5.4. Ablation Study (RQ3)

To answer RQ3, we conduct an ablation study to investigate the effects of different modules and graph augmentation methods on social bot detection. Specifically, we build three ablation models: w/o Sup, w/o Neg, and CE, developed through self-supervised contrastive learning, removal of negative information aggregation, and cross-entropy loss. We also evaluate four graph augmentation methods: CNS, Edge Adding (EA), ER, and Feature Masking (FM). The results on TwiBot-20 and TwiBot-22 are shown in Table 5.

Compared to BotSCL, w/o Sup shows significant performance degradation, indicating that self-supervised methods struggle to aggregate similar or dissimilar information during message passing without labeled signals. The w/o Neg variant, using the softmax function for attention coefficients, aggregates similar information from neighbors but still performs well due to supervised contrastive learning, which limits aggregation from heterophilic neighbors. The CE variant suffers a notable performance drop, as cross-entropy loss focuses on classification, ignoring exceptional cases.
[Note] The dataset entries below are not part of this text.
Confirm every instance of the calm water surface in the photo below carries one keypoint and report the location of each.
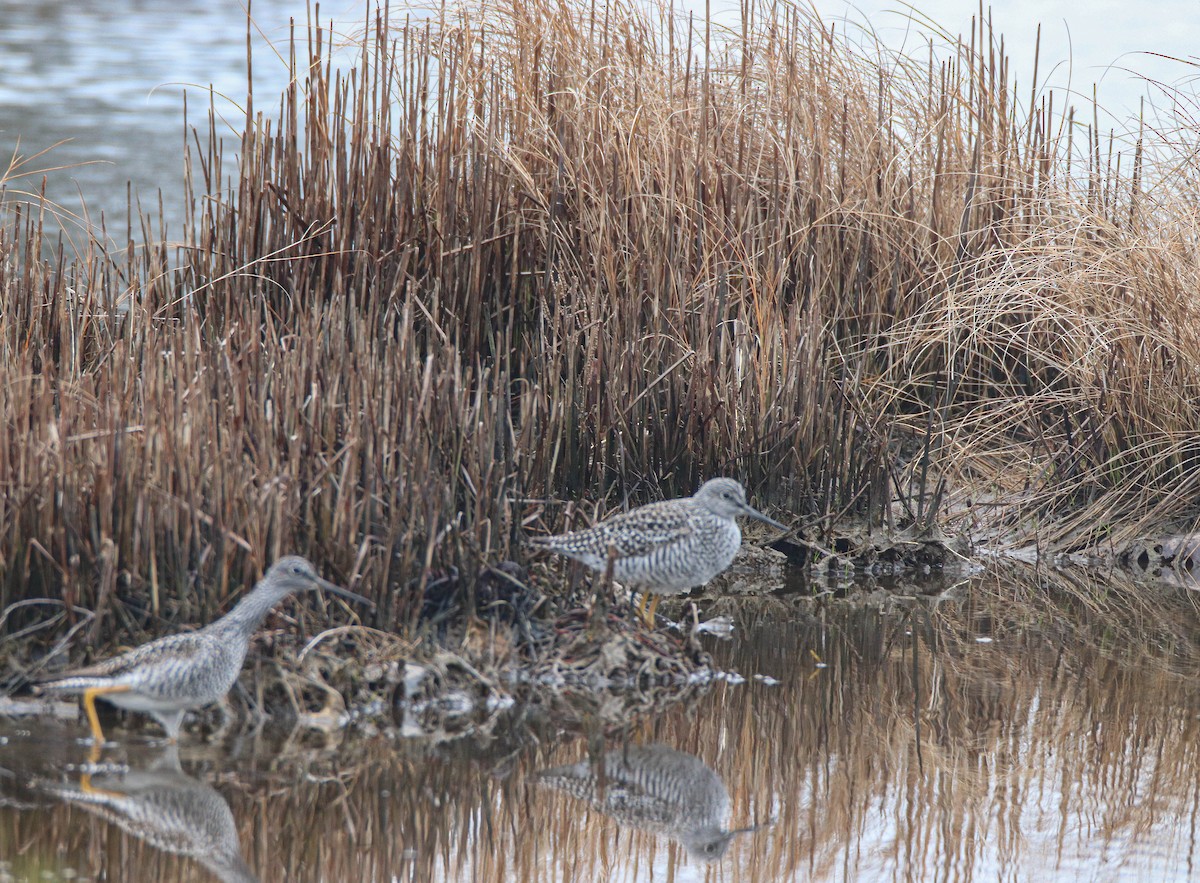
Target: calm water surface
(105, 82)
(1001, 731)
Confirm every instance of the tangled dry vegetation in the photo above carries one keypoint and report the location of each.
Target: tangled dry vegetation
(531, 254)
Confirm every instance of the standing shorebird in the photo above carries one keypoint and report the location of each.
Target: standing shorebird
(171, 676)
(658, 790)
(665, 548)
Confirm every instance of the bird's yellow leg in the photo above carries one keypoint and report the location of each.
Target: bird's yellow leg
(654, 607)
(89, 706)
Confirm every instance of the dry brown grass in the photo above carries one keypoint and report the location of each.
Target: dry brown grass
(535, 253)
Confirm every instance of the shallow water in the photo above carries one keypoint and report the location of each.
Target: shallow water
(1000, 731)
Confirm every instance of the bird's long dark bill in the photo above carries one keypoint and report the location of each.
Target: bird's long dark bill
(755, 514)
(345, 593)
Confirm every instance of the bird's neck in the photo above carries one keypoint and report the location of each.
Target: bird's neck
(250, 612)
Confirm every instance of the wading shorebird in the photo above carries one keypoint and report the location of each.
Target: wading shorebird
(175, 673)
(665, 548)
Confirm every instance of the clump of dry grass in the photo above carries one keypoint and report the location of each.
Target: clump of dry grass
(533, 253)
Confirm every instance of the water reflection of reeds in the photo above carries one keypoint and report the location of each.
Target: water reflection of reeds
(1065, 748)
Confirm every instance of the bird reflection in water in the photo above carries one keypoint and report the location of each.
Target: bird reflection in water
(655, 788)
(167, 809)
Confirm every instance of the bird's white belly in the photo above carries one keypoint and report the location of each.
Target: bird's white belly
(141, 702)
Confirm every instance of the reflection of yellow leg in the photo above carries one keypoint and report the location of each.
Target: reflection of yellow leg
(93, 757)
(89, 706)
(654, 607)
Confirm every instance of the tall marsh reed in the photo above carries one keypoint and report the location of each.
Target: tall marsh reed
(546, 252)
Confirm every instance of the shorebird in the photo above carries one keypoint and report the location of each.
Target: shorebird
(665, 548)
(654, 788)
(175, 673)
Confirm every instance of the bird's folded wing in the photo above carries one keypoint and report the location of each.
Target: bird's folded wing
(179, 647)
(643, 530)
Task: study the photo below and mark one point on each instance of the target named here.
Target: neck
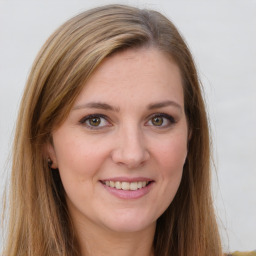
(102, 241)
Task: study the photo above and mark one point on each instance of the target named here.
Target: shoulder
(253, 253)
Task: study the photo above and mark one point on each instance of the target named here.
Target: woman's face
(122, 148)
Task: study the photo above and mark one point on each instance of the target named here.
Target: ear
(51, 155)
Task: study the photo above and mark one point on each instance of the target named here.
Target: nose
(130, 148)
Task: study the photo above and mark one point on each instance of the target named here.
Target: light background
(222, 38)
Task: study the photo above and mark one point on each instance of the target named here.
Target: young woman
(111, 154)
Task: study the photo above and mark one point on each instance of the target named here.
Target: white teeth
(126, 185)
Additionally, different graph augmentation methods appear to have little impact on model performance, except for CNS and ER which are employed by BotSCL and show better performance. Under supervised conditions, CNS plays a crucial role in generating category-invariant representations. Among these different graph augmentation methods, CNS and ER, which BotSCL adopts, demonstrate better performance comparatively. FM and EA may potentially disrupt node feature information to some extent or introduce new noise.
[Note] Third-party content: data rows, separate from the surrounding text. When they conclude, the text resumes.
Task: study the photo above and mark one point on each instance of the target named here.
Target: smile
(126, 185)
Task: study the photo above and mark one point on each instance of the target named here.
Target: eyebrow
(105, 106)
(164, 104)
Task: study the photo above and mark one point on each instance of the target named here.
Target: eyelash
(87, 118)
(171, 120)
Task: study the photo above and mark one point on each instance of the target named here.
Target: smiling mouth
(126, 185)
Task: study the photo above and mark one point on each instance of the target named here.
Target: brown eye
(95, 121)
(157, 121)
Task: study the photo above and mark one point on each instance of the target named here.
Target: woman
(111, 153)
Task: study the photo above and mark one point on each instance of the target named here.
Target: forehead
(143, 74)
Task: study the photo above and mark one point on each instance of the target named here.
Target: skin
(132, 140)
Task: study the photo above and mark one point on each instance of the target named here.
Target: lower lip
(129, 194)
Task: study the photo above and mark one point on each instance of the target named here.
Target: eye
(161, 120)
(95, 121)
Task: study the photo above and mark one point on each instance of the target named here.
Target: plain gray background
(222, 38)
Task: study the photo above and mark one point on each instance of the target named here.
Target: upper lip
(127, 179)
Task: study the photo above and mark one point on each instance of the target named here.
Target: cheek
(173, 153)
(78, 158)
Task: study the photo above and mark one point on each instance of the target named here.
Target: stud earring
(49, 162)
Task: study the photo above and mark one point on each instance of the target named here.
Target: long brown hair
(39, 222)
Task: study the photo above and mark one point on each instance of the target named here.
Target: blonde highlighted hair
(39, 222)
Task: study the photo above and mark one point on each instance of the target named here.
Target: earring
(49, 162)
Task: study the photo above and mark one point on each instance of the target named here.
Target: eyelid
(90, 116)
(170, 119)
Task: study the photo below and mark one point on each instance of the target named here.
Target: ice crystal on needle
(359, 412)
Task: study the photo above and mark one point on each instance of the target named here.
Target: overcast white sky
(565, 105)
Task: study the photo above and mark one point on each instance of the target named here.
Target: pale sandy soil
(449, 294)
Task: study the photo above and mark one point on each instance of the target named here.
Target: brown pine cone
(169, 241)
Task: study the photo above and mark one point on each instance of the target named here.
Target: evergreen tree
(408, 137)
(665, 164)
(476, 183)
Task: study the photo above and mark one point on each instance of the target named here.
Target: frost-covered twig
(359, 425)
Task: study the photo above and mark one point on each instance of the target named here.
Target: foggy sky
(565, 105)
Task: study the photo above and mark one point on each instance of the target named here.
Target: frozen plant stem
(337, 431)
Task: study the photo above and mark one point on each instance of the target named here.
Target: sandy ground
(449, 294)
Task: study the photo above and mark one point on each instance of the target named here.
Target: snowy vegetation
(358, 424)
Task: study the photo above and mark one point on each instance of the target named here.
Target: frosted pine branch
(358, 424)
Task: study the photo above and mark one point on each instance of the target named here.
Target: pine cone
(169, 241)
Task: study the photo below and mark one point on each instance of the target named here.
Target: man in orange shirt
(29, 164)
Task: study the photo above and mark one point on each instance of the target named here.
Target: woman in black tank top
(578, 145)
5.5. Sensitive Analysis (RQ4)

To answer RQ4, we evaluate the performance of BotSCL with regards to hyperparameters λ{1}\lambda^{\{1\}} and λ{2}\lambda^{\{2\}}, as we employ two layers of information aggregation. We keep the other parameters in the model unchanged and control the two parameters ranging from 0.1 to 1.0 with a step size of 0.1. The experimental results on TwiBot-20 and TwiBot-22 are shown in Figure 4a and Figure 4b, respectively.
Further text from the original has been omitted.